About Qubole Interview Reports

This question was reported by a candidate who interviewed at Qubole. LeakCode aggregates interview reports from 10+ sources, including 1Point3Acres, Glassdoor, LeetCode Discuss, Blind, Reddit, Indeed, and Nowcoder. Each report is translated where necessary, deduplicated against existing entries, and tagged by company, role, round type, and reporting date.

Use this question as one calibration data point, not a memorization target. Companies typically rotate their question pools every 2-4 months; the exact wording of a 2024 question may differ from what you encounter today. The underlying pattern, difficulty level, and follow-up depth at Qubole are the higher-signal extractions to take from this report.
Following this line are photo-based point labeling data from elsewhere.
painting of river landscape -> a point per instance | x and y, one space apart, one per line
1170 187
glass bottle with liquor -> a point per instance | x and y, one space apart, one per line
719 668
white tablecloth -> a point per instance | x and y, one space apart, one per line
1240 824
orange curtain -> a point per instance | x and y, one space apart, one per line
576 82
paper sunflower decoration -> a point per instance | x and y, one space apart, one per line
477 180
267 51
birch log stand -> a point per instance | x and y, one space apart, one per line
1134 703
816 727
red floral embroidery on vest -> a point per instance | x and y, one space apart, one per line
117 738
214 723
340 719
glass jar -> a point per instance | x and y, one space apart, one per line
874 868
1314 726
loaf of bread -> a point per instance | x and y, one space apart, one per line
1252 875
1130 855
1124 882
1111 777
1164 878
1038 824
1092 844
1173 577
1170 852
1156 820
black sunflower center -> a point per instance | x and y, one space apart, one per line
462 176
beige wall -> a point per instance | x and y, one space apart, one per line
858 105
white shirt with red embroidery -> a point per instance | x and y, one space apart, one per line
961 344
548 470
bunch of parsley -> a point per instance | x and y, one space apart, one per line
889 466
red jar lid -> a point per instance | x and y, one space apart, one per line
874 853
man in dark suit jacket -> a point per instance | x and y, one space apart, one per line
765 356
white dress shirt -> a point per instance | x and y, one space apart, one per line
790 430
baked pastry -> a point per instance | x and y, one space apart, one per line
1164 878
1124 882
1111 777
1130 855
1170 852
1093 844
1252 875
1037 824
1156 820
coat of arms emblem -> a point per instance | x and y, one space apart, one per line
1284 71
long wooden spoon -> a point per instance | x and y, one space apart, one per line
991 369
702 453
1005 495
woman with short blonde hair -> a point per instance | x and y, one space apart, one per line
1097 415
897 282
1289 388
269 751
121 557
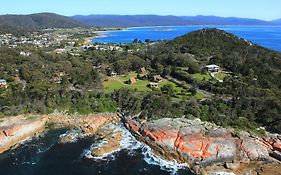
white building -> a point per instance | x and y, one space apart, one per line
212 68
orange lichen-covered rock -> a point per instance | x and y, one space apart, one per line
2 135
202 144
11 131
277 146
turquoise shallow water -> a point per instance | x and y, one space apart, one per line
267 36
45 156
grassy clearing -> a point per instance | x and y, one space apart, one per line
201 77
220 75
115 83
112 84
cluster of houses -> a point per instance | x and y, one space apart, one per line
36 39
212 68
103 47
3 83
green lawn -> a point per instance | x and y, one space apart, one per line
116 83
220 75
200 76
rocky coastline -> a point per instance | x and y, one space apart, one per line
204 147
207 148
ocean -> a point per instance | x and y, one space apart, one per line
267 36
44 155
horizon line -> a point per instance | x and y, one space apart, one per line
139 15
For broader preparation context, the Qubole interview process typically includes a recruiter screen, one or two technical phone screens, and a 4-5 round on-site loop covering coding, system design (at L4+ levels), and behavioral. Reports tagged on LeakCode show the round-by-round distribution and typical difficulty calibration. To browse questions filtered by round type and seniority, use the company hub linked above.
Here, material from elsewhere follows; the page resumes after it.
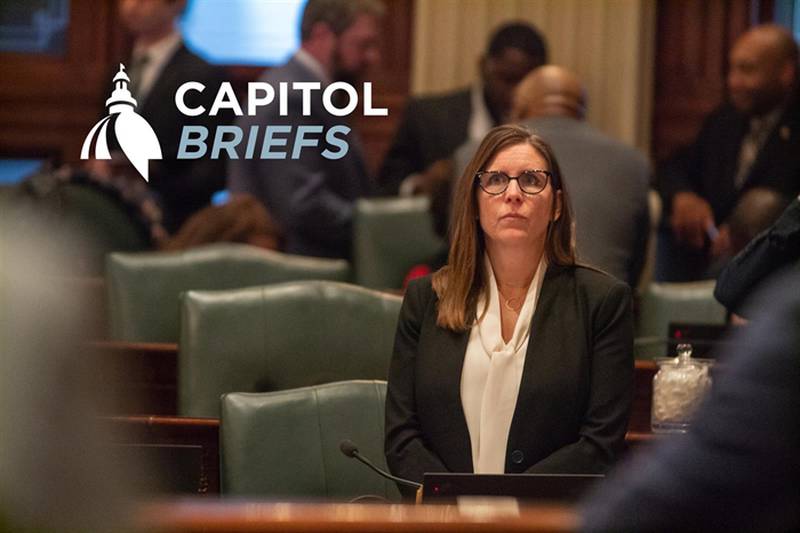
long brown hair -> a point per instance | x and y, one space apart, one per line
459 284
How To Practice This Type of Question

Solve similar problems on LeetCode under timed conditions (25-35 minutes per medium difficulty). The goal is pattern recognition: recognize the underlying technique (sliding window, two-pointer, BFS, memoized recursion, etc.) within 60-90 seconds of reading. Strong candidates verbalize their hypothesis out loud before coding, then iterate based on feedback. Weak candidates dive into implementation immediately, lose time on the wrong approach, and run out of time for follow-ups.
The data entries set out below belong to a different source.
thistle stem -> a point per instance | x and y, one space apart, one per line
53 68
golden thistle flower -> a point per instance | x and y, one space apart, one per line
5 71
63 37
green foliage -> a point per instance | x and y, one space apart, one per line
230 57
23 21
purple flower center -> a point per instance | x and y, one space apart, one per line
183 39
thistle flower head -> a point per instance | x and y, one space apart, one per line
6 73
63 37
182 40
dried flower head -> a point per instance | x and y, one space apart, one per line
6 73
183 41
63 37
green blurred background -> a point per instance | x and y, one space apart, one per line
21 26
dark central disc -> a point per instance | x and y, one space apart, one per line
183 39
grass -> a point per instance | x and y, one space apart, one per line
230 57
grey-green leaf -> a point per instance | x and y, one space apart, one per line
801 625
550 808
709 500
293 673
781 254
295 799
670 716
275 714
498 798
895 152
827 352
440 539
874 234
Companies update their question pools every 2-4 months. The exact wording of any given question may have been retired by the time you interview. Focus your prep on the pattern, not the specific problem. The patterns that appear in Qubole reports consistently are the ones worth investing in; one-off niche problems are not.

During Your Qubole Round

Apply the standard interview round template: clarify requirements (2-3 minutes), state your approach out loud and confirm direction with the interviewer (3-5 minutes), code with narration (15-25 minutes), test with concrete examples including edge cases (5 minutes), discuss optimization or trade-offs if time permits (5 minutes). This template is universally accepted across FAANG and adjacent companies; deviating from it produces weaker interviewer feedback signal.

The single most predictive failure mode in Qubole reports tagged "no hire": not asking clarifying questions. Interviewers are explicitly trained to weight this. Strong candidates ask 3-5 clarifying questions even on problems that look obvious; weak candidates dive into code immediately. The clarifying-question check is often the first signal recorded in the interviewer's written notes.